Quando Paolo si accingeva a scrivere la Lettera non aveva nei suoi piani  quello di recarsi a Roma per evangelizzarla, poiché Roma in parte era già stata evangelizzata. Fu scritta a Corinto nei  mesi invernali della fine 57 e l’inizio 58. Per non edificare su fondamento altrui [Rm. 15,20]non intendeva inserirsi  nell’opera di evangelizzazione già iniziata da altri.
Fu durante il suo soggiorno ad Efeso che si propose di recarsi a Roma, [At.19,21],ma solo di passaggio nell’Urbe [Rm.15,24], poiché nella sua intenzione si era consolidata l’idea di andare ad evangelizzare la Spagna.
Il suo progetto non si realizzò come avrebbe voluto, poiché all’inizio del suo terzo viaggio missionario, nel trasferirsi da Efeso dov’era vissuto per tre anni, intercalando viaggi nell’Ellade e nell’Asia Minore, si recò a Gerusalemme dove  fu arrestato nel Tempio dopo un tumulto, provocato  da Giudei suoi abituali persecutori, provenienti dall’Asia Minore.

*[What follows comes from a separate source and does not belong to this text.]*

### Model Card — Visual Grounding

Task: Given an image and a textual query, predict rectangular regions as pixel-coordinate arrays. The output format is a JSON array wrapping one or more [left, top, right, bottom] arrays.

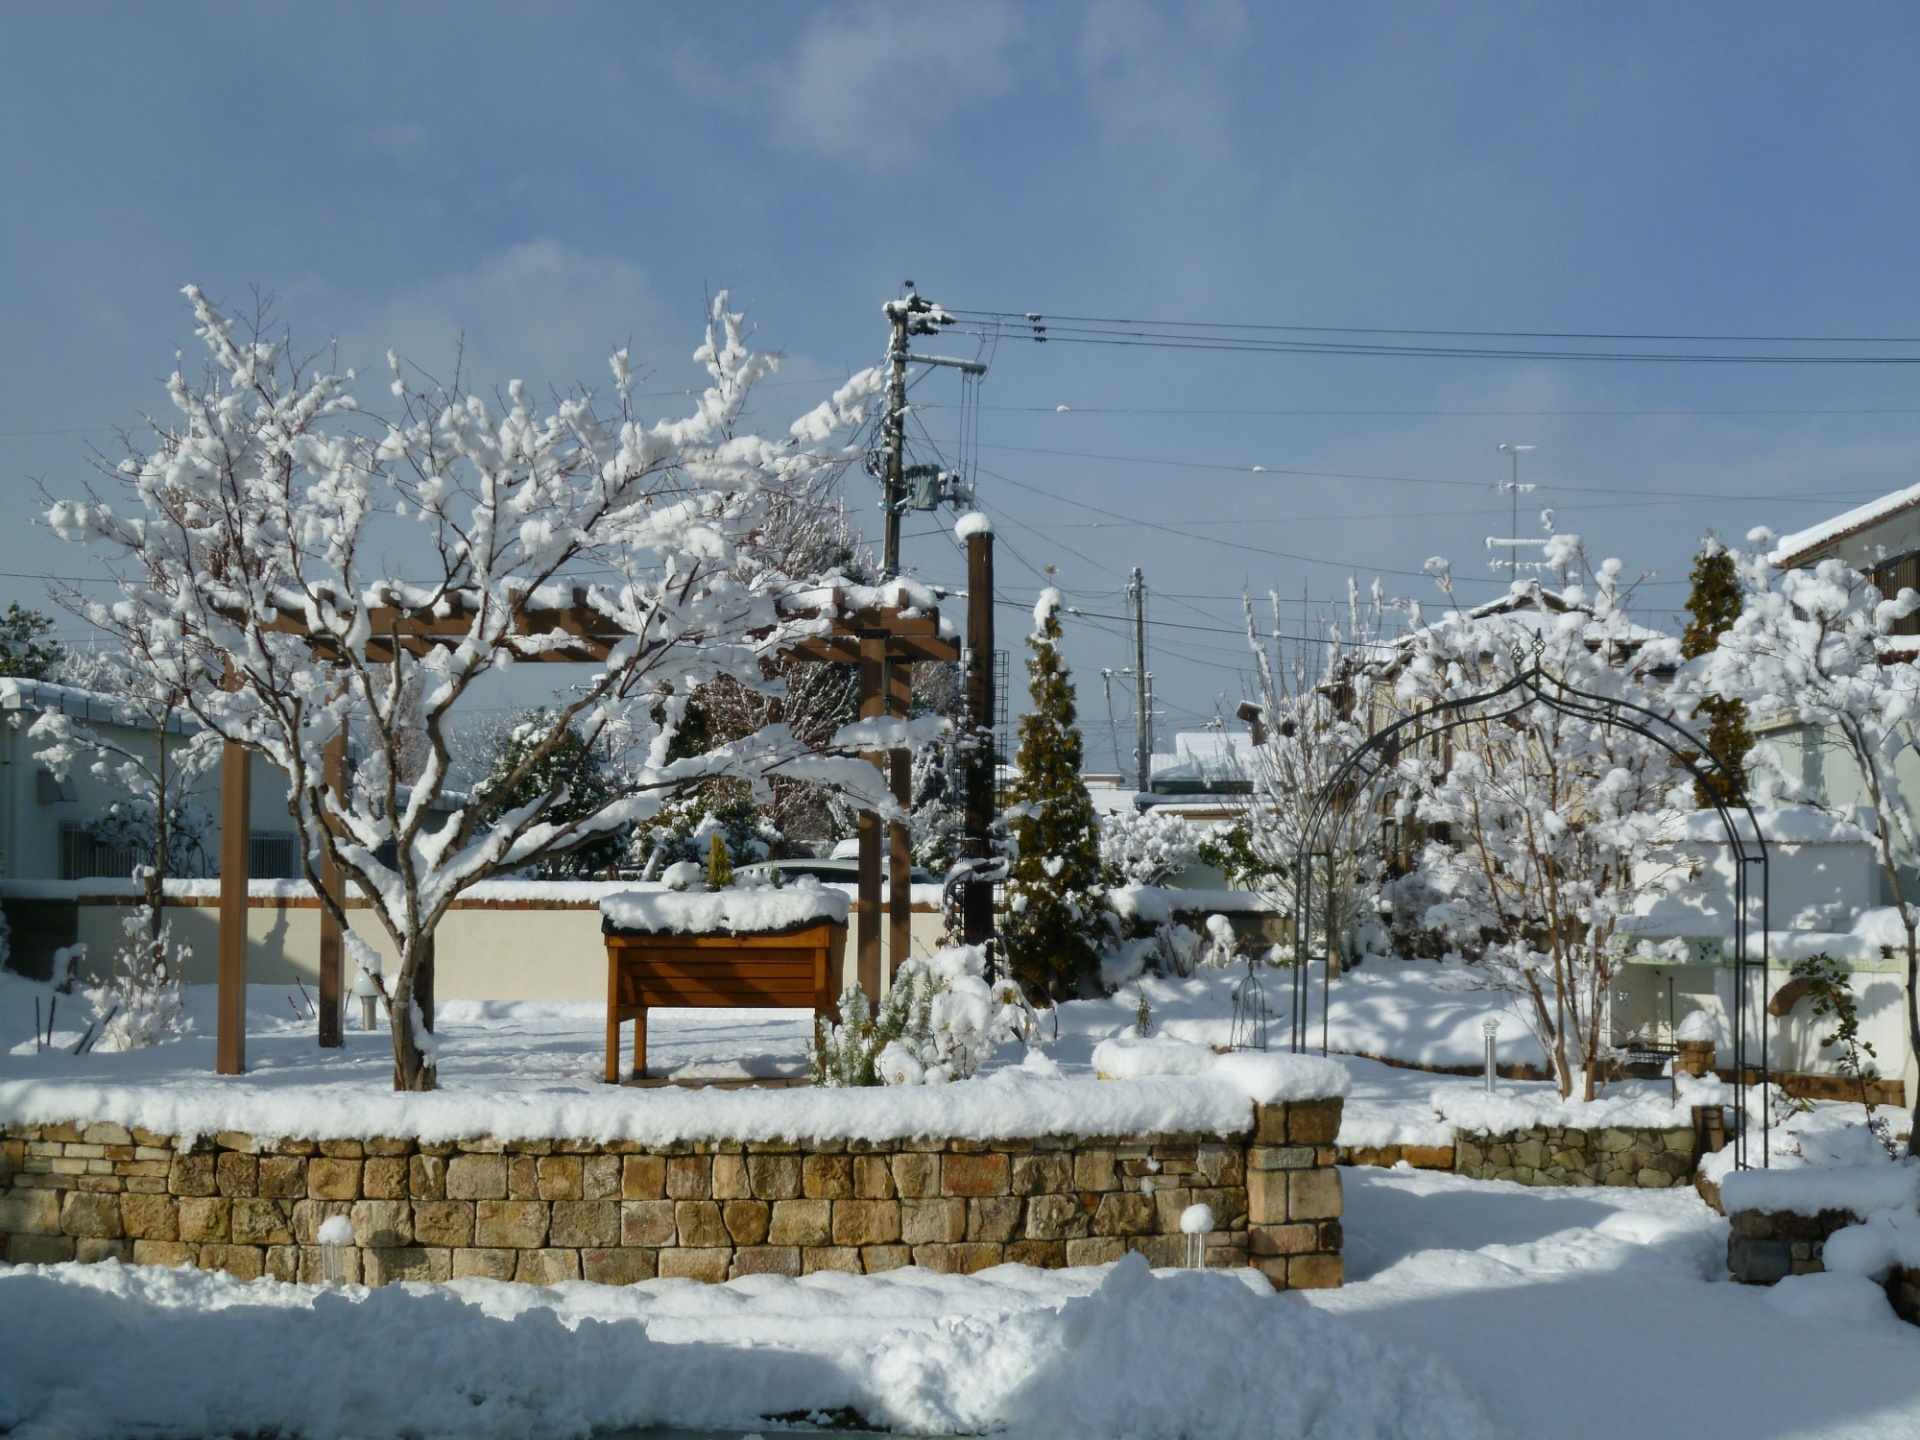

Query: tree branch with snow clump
[[48, 287, 900, 1090], [1691, 536, 1920, 1145]]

Trasferito a Cesarèa, subì un lungo processo da Festo e Agrippa, i quali, non ritenendolo tuttavia colpevole di condanna a morte, poiché egli  si appellò al giudizio di Cesare, stabilirono d’inviarlo a Roma sotto custodia.
Formalmente la Lettera rispetta lo schema di tutte le altre che ci sono pervenute. In realtà nella sostanza si discosta dalle altre. Perché? Nelle altre egli si rivolge alle comunità Cristiane da lui fondate. In questa i Cristiani a Roma ci sono già e non per opera sua; dunque nella Lettera espone contenuti di natura teologica generale, già accennati nella Lettera ai Galati.
Anche la conclusione rispetta lo schema formale di tutte le altre con tanto di ammonimenti,  consigli,  accompagnati dai saluti. Perché leggerla? È il suo capolavoro in cui espone il suo grande piano teologico.